The Virginia Wine Works, 2009 Chardonnay... 50% stainless, 50% oak so it'll be the perfect candidate for such an experiment for the winery.
If things go well I would look for more of their whites & perhaps the rose to wind up in the bag/box.
Gonzo discretion: I'm not getting paid bupkiss by Virginia Wine Works OR Michael Shaps for this mention of his & Phillips' outstanding, Virginian establishment.
Though I will work for wine.
- Reply by zufrieden, Oct 14, 2010.
There are definitely box wines that can win you over - if you are a quantity-type person. Generally stick to fruit-forward whites and reds that you know you are going to drink on a daily basis (hence the boxes, one supposes). I don't usually go for box wines unless holding a large party since the population of home base is not that high.
Unfortunately, I don't have any particular recommendations for reasons related to the above, but would definitely stick with the idea of nice, fruity whites and lighter reds.
- Reply by BrandonA, Oct 15, 2010.
I have a friend that swears by Franzia or Bandit for her daily drink. Her drinks tend to turn to sangria like cocktails with lots of fruit in them.
- Reply by Beaconheath, Nov 4, 2010.
Why should boxed wine be taboo? Corked bottles are a venerable tradition, but there's no chemical reason why the quality of wine in boxed bags should be compromised. People who snub bag-in-box associate it with American sugary bulk wines meant for the undiscerning mass market, but that too is only a matter of history--surely it's not the bags that make the wine inferior. Australia and Europe have been quicker than the States to embrace this kind of packaging for premium wines, for a number of strong reasons.
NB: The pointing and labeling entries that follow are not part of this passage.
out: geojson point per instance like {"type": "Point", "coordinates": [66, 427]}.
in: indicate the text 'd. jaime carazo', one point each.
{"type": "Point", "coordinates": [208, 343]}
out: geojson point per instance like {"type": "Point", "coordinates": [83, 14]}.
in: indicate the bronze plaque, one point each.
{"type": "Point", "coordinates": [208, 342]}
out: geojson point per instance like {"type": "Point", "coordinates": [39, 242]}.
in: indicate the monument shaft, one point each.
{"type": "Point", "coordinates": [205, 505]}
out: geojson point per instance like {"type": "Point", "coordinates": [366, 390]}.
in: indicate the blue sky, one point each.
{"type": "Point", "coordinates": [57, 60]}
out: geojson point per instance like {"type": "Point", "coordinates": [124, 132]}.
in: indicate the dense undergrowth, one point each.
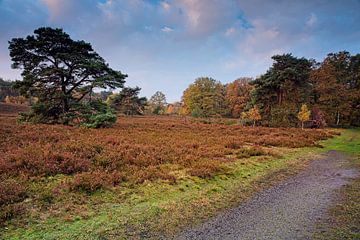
{"type": "Point", "coordinates": [52, 171]}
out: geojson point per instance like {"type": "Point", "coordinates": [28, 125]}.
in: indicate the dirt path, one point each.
{"type": "Point", "coordinates": [287, 211]}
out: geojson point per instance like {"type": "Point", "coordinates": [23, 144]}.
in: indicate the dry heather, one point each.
{"type": "Point", "coordinates": [135, 150]}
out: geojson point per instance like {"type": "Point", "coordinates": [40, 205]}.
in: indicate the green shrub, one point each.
{"type": "Point", "coordinates": [100, 120]}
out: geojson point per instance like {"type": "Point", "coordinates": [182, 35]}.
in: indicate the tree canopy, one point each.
{"type": "Point", "coordinates": [60, 71]}
{"type": "Point", "coordinates": [157, 103]}
{"type": "Point", "coordinates": [128, 101]}
{"type": "Point", "coordinates": [205, 98]}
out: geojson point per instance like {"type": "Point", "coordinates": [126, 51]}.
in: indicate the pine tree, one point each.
{"type": "Point", "coordinates": [304, 115]}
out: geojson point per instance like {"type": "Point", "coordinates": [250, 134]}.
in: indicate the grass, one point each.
{"type": "Point", "coordinates": [344, 220]}
{"type": "Point", "coordinates": [146, 177]}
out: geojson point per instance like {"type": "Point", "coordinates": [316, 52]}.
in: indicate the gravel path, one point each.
{"type": "Point", "coordinates": [287, 211]}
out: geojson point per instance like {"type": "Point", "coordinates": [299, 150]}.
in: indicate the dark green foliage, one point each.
{"type": "Point", "coordinates": [282, 89]}
{"type": "Point", "coordinates": [205, 98]}
{"type": "Point", "coordinates": [100, 120]}
{"type": "Point", "coordinates": [6, 89]}
{"type": "Point", "coordinates": [337, 89]}
{"type": "Point", "coordinates": [157, 103]}
{"type": "Point", "coordinates": [60, 72]}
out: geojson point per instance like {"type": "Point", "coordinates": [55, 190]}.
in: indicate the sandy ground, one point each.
{"type": "Point", "coordinates": [289, 210]}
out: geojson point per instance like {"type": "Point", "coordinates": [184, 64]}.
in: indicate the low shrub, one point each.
{"type": "Point", "coordinates": [90, 182]}
{"type": "Point", "coordinates": [100, 120]}
{"type": "Point", "coordinates": [11, 192]}
{"type": "Point", "coordinates": [205, 169]}
{"type": "Point", "coordinates": [251, 152]}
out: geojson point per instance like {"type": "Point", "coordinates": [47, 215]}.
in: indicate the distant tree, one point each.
{"type": "Point", "coordinates": [105, 94]}
{"type": "Point", "coordinates": [128, 101]}
{"type": "Point", "coordinates": [173, 108]}
{"type": "Point", "coordinates": [6, 89]}
{"type": "Point", "coordinates": [337, 88]}
{"type": "Point", "coordinates": [304, 115]}
{"type": "Point", "coordinates": [157, 103]}
{"type": "Point", "coordinates": [283, 88]}
{"type": "Point", "coordinates": [253, 115]}
{"type": "Point", "coordinates": [205, 98]}
{"type": "Point", "coordinates": [60, 72]}
{"type": "Point", "coordinates": [238, 96]}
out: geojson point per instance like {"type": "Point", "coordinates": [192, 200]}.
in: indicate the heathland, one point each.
{"type": "Point", "coordinates": [145, 177]}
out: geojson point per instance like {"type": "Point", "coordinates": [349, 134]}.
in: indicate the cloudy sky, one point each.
{"type": "Point", "coordinates": [165, 44]}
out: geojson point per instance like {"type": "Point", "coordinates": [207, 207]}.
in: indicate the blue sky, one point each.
{"type": "Point", "coordinates": [165, 44]}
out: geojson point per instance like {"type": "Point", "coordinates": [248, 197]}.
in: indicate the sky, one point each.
{"type": "Point", "coordinates": [164, 45]}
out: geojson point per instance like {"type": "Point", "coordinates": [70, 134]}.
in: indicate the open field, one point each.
{"type": "Point", "coordinates": [65, 182]}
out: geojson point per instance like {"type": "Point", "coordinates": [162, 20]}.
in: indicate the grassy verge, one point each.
{"type": "Point", "coordinates": [344, 221]}
{"type": "Point", "coordinates": [156, 209]}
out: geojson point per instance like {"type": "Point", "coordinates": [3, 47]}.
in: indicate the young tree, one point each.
{"type": "Point", "coordinates": [6, 89]}
{"type": "Point", "coordinates": [337, 88]}
{"type": "Point", "coordinates": [128, 101]}
{"type": "Point", "coordinates": [253, 115]}
{"type": "Point", "coordinates": [59, 71]}
{"type": "Point", "coordinates": [238, 95]}
{"type": "Point", "coordinates": [157, 103]}
{"type": "Point", "coordinates": [205, 98]}
{"type": "Point", "coordinates": [304, 115]}
{"type": "Point", "coordinates": [283, 88]}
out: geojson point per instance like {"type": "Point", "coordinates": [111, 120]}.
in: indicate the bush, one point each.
{"type": "Point", "coordinates": [11, 192]}
{"type": "Point", "coordinates": [95, 114]}
{"type": "Point", "coordinates": [251, 152]}
{"type": "Point", "coordinates": [206, 169]}
{"type": "Point", "coordinates": [90, 182]}
{"type": "Point", "coordinates": [100, 120]}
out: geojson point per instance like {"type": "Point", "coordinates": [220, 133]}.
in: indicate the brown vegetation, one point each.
{"type": "Point", "coordinates": [136, 150]}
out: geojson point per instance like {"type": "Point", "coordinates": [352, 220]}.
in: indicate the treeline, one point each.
{"type": "Point", "coordinates": [329, 89]}
{"type": "Point", "coordinates": [61, 74]}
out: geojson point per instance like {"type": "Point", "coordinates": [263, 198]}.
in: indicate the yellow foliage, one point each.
{"type": "Point", "coordinates": [304, 114]}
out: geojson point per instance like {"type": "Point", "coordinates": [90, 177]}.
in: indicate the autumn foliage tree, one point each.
{"type": "Point", "coordinates": [238, 95]}
{"type": "Point", "coordinates": [304, 115]}
{"type": "Point", "coordinates": [127, 101]}
{"type": "Point", "coordinates": [205, 98]}
{"type": "Point", "coordinates": [283, 88]}
{"type": "Point", "coordinates": [157, 103]}
{"type": "Point", "coordinates": [337, 88]}
{"type": "Point", "coordinates": [60, 72]}
{"type": "Point", "coordinates": [253, 115]}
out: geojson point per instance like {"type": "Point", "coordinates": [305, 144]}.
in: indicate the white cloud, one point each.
{"type": "Point", "coordinates": [166, 6]}
{"type": "Point", "coordinates": [230, 31]}
{"type": "Point", "coordinates": [312, 20]}
{"type": "Point", "coordinates": [167, 29]}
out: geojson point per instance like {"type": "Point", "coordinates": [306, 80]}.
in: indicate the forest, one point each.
{"type": "Point", "coordinates": [329, 90]}
{"type": "Point", "coordinates": [84, 156]}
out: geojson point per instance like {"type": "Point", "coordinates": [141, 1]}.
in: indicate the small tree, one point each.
{"type": "Point", "coordinates": [128, 101]}
{"type": "Point", "coordinates": [157, 103]}
{"type": "Point", "coordinates": [254, 115]}
{"type": "Point", "coordinates": [304, 115]}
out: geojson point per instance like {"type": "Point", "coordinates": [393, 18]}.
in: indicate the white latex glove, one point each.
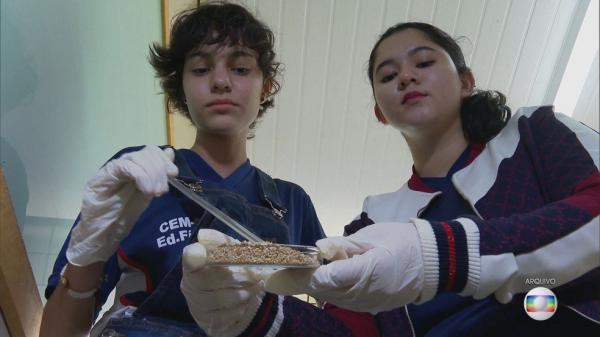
{"type": "Point", "coordinates": [222, 300]}
{"type": "Point", "coordinates": [115, 198]}
{"type": "Point", "coordinates": [378, 268]}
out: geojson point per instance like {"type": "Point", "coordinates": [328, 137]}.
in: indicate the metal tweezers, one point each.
{"type": "Point", "coordinates": [210, 208]}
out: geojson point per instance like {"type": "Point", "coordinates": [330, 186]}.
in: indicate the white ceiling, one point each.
{"type": "Point", "coordinates": [322, 133]}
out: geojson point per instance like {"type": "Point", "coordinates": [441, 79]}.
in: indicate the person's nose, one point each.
{"type": "Point", "coordinates": [407, 76]}
{"type": "Point", "coordinates": [220, 80]}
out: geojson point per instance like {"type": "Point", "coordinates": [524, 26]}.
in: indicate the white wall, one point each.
{"type": "Point", "coordinates": [75, 88]}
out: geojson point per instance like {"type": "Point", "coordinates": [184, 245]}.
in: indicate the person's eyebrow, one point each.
{"type": "Point", "coordinates": [198, 53]}
{"type": "Point", "coordinates": [242, 53]}
{"type": "Point", "coordinates": [410, 53]}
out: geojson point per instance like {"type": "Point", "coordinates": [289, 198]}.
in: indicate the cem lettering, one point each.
{"type": "Point", "coordinates": [176, 232]}
{"type": "Point", "coordinates": [175, 224]}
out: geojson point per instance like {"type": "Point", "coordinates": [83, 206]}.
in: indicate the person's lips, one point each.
{"type": "Point", "coordinates": [412, 96]}
{"type": "Point", "coordinates": [220, 102]}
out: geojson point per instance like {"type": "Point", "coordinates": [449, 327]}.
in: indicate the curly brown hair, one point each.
{"type": "Point", "coordinates": [214, 23]}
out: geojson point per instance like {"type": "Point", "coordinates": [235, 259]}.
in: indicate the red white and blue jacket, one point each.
{"type": "Point", "coordinates": [535, 193]}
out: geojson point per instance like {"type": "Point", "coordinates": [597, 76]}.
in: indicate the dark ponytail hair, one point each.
{"type": "Point", "coordinates": [484, 113]}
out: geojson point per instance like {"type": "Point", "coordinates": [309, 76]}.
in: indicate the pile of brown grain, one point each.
{"type": "Point", "coordinates": [259, 253]}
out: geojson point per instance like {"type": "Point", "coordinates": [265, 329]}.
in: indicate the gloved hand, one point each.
{"type": "Point", "coordinates": [115, 198]}
{"type": "Point", "coordinates": [378, 268]}
{"type": "Point", "coordinates": [222, 300]}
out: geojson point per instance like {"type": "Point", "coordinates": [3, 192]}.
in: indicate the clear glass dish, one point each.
{"type": "Point", "coordinates": [265, 255]}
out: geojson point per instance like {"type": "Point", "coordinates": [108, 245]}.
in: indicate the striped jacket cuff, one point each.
{"type": "Point", "coordinates": [450, 257]}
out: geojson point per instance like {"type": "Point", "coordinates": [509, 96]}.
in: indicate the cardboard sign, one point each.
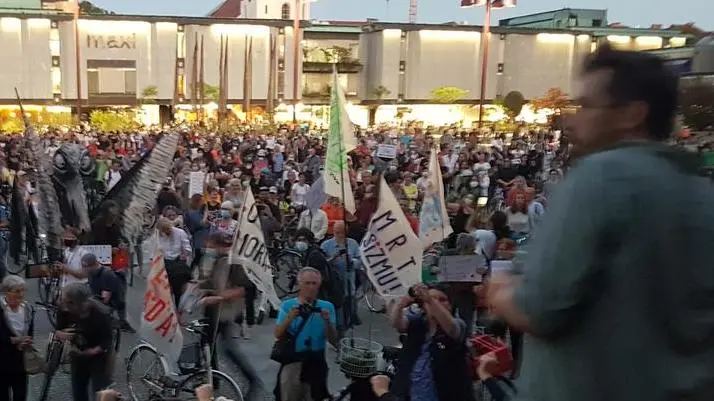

I too have looked high and low for a lighter, dryer boxed wine for everyday, glass-a-day use, to no avail. Europe has lots available:
The list could go on and on.
My local retailer would be willing to get something like this for me, but none of the distributors he works with (South Dakota) lists any of them. That seems to be the problem. American distributors don't believe there's a market for these wines.
Does anyone know of a distributor or an online store that carries this sort of thing?
- Reply by VegasOenophile, Nov 4, 2010.
Black Box wines are solid for nice, quaffable everyday drinkers. Red Truck in the little barrel is good too.
- Reply by Beaconheath, Nov 4, 2010.
Black Box is certainly a respected name in bagged wines, but their reds are the usual richer varietals--CabernetS, Merlot, Shiraz--which I'm not sure I'd want every day for a straight month from a 3L box (I draw approx. 100-125ml/day). What's hard to find in the current American market are the more medium- or light-bodied premium blends, dry or off-dry, made from grenache, cinsault, carignan, valdeguie, etc., or especially rose wines.
Haven't seen Red Truck or Pink Truck in BIB packaging, and their website says nothing about it. Would try it like a shot if I could find it.
This is a market niche waiting for some enterprising American company, or for a distributor to tap into what's already there in Europe.